When something hurts, we (or our horse or dog) instinctively try to keep the area as still as possible. We move the rest of the body around that still point. When the pain is severe, we immobilize almost everything. This response to pain can become habitual because it works: pain is minimized. Mobile, flexible bodies become closed and stiff.
Healing deeply ingrained and restricting habits can be achieved with chiropractic, acupuncture, cold laser, and myofascial release. Massage therapy complements chiropractic treatments by allowing muscles to relax. When you get muscles staying in the right area, then bones will stay in their right place.
Myofascial Release is one of the best ways to
improve your horse’s comfort and performance. Myofascial release techniques will loosen restricted tissue to allow your horse’s body to work at it’s highest potential.

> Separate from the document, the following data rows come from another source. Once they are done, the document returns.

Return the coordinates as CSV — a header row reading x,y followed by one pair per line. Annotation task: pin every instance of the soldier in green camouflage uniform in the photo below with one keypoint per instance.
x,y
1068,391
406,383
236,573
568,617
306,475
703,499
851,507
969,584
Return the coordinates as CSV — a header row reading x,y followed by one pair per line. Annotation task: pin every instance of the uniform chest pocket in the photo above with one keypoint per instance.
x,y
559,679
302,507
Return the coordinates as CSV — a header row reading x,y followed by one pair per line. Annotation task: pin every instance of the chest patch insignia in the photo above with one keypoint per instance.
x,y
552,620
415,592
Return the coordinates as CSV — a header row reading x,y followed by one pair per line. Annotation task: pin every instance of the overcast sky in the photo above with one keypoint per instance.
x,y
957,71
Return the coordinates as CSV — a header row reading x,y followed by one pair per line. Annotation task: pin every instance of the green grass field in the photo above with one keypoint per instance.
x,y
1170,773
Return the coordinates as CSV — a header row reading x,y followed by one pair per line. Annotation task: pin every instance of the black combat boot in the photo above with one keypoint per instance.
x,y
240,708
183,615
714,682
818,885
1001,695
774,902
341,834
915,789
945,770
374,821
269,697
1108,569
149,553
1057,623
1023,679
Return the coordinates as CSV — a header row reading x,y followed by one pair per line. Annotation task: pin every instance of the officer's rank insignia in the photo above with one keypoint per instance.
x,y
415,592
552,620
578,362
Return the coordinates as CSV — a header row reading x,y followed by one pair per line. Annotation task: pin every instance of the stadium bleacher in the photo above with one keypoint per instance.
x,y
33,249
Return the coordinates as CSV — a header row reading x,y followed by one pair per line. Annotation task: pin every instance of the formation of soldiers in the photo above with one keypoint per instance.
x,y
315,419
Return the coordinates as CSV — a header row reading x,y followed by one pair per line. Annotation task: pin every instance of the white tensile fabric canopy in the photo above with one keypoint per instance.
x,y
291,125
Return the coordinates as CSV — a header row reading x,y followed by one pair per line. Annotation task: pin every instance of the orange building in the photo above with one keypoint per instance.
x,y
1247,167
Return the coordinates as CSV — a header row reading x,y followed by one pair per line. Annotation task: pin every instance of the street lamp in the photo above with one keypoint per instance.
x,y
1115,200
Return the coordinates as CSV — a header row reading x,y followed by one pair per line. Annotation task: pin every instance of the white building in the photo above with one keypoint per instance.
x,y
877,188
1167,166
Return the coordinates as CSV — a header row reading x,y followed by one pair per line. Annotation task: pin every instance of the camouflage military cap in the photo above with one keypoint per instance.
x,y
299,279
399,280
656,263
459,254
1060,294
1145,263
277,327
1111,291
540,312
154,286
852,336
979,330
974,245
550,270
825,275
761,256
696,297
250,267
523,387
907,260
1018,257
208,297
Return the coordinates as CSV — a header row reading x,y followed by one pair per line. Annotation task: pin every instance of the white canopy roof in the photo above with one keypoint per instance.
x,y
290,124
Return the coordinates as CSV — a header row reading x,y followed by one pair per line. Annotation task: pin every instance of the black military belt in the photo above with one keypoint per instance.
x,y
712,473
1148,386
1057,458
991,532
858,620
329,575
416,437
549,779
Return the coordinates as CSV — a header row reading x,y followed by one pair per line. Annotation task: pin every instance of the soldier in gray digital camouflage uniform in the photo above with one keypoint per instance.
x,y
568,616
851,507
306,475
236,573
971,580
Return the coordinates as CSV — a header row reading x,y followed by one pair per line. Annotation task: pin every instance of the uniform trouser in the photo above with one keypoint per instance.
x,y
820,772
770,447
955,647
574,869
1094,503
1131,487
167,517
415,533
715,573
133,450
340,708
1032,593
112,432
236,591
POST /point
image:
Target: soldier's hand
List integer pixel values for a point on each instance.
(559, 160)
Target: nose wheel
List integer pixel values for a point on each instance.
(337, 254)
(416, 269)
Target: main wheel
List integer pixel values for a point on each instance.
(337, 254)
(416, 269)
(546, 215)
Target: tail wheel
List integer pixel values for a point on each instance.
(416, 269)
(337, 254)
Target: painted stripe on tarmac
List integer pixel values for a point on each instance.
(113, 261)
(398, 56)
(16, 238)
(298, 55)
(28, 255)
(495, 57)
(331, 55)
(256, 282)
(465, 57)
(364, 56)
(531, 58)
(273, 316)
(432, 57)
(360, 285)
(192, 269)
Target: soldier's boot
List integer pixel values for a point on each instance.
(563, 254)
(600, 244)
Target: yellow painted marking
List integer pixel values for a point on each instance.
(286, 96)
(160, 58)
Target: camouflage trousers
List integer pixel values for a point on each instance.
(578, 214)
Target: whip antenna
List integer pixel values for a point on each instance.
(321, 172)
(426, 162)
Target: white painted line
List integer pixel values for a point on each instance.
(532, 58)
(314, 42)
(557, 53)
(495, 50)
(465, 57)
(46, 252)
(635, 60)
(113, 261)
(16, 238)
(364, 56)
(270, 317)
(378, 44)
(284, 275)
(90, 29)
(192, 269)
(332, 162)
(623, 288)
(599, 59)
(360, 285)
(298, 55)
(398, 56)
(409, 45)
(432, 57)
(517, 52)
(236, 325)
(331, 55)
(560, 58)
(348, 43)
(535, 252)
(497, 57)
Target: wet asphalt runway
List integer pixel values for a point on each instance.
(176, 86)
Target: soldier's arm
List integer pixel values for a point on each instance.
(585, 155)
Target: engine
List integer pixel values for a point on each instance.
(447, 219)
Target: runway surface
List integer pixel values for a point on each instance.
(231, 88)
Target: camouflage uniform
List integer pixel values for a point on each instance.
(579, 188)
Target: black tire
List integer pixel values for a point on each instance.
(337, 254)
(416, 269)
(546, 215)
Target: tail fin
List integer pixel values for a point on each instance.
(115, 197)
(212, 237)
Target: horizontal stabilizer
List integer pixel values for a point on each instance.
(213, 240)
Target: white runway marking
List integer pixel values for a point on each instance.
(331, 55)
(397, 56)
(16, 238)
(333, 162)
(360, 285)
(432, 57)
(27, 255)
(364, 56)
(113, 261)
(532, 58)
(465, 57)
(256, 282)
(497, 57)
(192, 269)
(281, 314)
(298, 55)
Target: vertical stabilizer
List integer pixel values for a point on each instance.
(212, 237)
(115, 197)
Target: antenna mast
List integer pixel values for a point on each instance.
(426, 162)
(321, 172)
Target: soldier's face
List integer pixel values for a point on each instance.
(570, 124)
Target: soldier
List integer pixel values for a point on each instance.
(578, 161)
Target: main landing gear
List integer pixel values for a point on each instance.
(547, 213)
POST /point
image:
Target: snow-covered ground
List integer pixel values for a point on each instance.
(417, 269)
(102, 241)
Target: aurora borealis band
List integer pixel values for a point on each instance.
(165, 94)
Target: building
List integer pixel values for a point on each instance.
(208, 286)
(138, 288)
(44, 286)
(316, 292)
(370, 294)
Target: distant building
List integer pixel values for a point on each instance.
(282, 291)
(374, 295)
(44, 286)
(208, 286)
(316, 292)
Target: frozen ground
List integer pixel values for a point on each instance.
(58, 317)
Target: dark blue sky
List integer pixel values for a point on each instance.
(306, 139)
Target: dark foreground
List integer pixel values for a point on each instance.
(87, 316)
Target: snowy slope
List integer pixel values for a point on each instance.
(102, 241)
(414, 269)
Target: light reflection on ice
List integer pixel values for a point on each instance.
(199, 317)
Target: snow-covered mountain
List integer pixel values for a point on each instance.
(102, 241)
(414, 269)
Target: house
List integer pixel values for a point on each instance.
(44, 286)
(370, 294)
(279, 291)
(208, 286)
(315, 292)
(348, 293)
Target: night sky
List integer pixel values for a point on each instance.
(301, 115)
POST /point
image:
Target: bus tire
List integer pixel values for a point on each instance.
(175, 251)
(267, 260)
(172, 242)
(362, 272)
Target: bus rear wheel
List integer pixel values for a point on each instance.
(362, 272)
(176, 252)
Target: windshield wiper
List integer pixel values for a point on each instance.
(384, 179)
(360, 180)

Myofascial release, along with Stress and Trigger Point Therapy, is the best way to correct structural problems in your horse.
Fascia isn’t only found around muscles and bones, it’s connected to the brain, all other organs, glands, too. Restrictions in the fascia are in a hardened state causing circulation issues. So the muscles aren’t necessarily in a contracted state, but more of a distressed state and can’t relax or contract properly. Myofascial release allows for the rehydration and flexibility to return to the fascia and then whatever it was ‘glued to’ — a muscle, bone, nerve, blood vessel, gland, and/or organ — will have improved circulation and function optimally.
Correct massage will help move the bone by addressing the actual problem: the soft tissue (muscle, tendon, ligament). The bone is a slave to the muscle. It can only move if the muscle tells it to move.
And, it can only be where the muscle allows it to be.
If you move the bone, but the horse’s muscle is still tight, the muscle will pull the bone back “out of place”. Did you ever wonder why chiropractors schedule so often in the beginning stages of therapy? It is because the muscle (which still has a problem) will continue to pull on the bone. By moving the bone often enough, you will hopefully change the muscle – eventually.